One of the reasons I love reading so passionately is that I firmly believe that books can permanently change your outlook on life. Recently, I've been thinking about the books that had the most impact on me, and I've realized I read most of them between the ages of 9 and 14. I've forgotten many of the books I've read within the past year, but I still think often about things I learned from Anne of Green Gables, the Little House on the Prairie series, or short stories that I read and re-read from the seventh grade English textbook my mom taught from. I admit I remember very little of what I read in my English classes during that time period, except some of the historical novels, like The Endless Steppe and The Trumpeter of Krakow, which expanded my view of world history. (I could make a point here about why it's so much more important to let students read freely instead of forcing their attention to required reading and state test exam questions. That, however, is a post for another day- maybe a day when my students aren't in the midst of yet another exam. Wait, when will that day come?)
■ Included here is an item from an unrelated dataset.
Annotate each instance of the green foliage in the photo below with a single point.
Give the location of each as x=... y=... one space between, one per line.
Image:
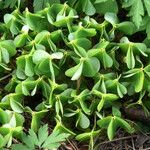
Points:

One book that has stuck with me for twenty years or more is Cheaper by the Dozen by Frank, Jr. and Ernestine Gilbreth. For those of you unfamiliar with the story, it's a true account of the authors' parents, Frank and Lillian Gilbreth, who raised a dozen children in the 1910s and 1920s, and ran a business in which they taught companies how to run their factories and businesses with extreme efficiency. The book is full of anecdotes about how these bright and creative parents managed their large brood with the same efficiency and assembly-line mentality as their business models, and yet still made room for fun, education, and special time with each child.
My ten-year-old (or possibly younger) brain absorbed many things from this book. I learned that it's possible to be a strict parent, but also know when to break the rules; that all children, even siblings, are incredibly unique individuals; that "efficiency" means doing a job with as little wasted time and motion as possible; that finding the most efficient way to work means more time for happier pursuits; and that every moment is an opportunity for education. Maybe I'm thinking about these lessons so much recently because they're more useful to me now that I'm about to become a parent than they were when I was a kid myself. But I wonder if the lessons are more ingrained, more a part of myself, than they would be if I had read the book this year instead of when I was ten. I think they are. Because of this book's impact, I've spent twenty years thinking about efficiency, seizing educational opportunities, and creative parenting- way more time than I've spent pondering actually being a parent myself. And so I conclude that the books we read as children have much more impact on our worldview than the books we read now.
I hope my son will be a reader. I'll do everything in my power to encourage it, because the gifts that books have brought me have been immeasurable, and the ways they molded my thinking and made me question the world have been invaluable.